Странно — как быстро исчезает с лица решительность, стоит только снять военную форму! Сразу становишься рыхлым, дряблым. И такое же самоощущение. Он посмотрел на брюки. Они тем более малы, не стоит и примерять. Да и зачем это все?

Он передаст лагерь, как положено. С ним обойдутся корректно, по-военному. Существуют традиции, военный этикет, неписанные законы воинской чести. Он ведь и сам был солдат. Или почти солдат. Носитель мундира. Высокий офицерский чин. Так что общий язык найдется.

Нойбауер подтянулся. Не исключено, что его интернируют. Разумеется, на короткий срок. Может быть даже, в одном из замков в окрестностях города, с равными ему по положению господами.

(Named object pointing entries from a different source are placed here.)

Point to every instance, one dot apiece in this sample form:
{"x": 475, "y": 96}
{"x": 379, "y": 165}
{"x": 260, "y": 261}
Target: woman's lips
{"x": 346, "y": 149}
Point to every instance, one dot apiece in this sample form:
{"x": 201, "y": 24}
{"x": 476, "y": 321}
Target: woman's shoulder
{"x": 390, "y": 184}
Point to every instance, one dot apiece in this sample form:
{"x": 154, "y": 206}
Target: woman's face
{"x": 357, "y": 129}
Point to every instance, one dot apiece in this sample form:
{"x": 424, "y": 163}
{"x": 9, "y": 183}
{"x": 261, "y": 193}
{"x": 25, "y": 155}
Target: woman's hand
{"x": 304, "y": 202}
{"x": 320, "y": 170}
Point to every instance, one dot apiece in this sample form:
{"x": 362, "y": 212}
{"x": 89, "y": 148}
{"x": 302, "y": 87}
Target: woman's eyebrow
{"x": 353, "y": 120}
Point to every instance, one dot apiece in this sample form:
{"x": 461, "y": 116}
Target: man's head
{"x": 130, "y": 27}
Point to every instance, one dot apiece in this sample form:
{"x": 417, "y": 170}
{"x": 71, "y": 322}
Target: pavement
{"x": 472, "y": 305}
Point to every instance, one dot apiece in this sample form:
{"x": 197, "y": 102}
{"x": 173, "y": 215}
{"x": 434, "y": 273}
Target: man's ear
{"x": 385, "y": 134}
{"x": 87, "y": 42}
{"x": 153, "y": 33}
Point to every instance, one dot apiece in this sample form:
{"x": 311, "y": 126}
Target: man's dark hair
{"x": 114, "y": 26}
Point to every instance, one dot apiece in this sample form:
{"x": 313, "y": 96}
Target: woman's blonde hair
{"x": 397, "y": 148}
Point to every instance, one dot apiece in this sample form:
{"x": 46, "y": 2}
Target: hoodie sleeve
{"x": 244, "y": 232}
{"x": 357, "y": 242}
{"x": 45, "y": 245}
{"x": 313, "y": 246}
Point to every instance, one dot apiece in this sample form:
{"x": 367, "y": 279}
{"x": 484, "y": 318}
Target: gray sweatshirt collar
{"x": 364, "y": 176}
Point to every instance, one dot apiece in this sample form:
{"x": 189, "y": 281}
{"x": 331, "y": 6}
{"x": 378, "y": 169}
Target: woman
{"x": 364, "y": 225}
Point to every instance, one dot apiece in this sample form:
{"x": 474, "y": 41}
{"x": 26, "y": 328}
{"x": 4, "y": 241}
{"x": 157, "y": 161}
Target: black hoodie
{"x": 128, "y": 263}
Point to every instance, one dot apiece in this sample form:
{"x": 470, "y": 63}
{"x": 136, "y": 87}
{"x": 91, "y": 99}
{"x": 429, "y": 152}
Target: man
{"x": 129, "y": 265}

Он принялся обдумывать, как лучше передать лагерь. Конечно, по-военному. Четкий салют. Без гитлеровского приветствия с поднятой рукой. Да, пожалуй, тут лучше обойтись без этого. Просто, по-военному — рука у козырька фуражки.

Он сделал несколько шагов и отсалютовал своему отражению в зеркале. Нет, не так скованно — не как подчиненный. Он попробовал еще раз. Не так-то просто было добиться нужного сочетания почтительности и элегантного достоинства. Рука по привычке взлетала слишком высоко. Все еще это проклятое гитлеровское приветствие. Идиотский способ приветствовать друг друга, если разобраться. Вскидывать руку вверх — может, это и неплохо для какого-нибудь юного вандерфогеля[17], но только не для офицера. Даже не верится, что столько лет приходилось приветствовать друг друга таким жестом!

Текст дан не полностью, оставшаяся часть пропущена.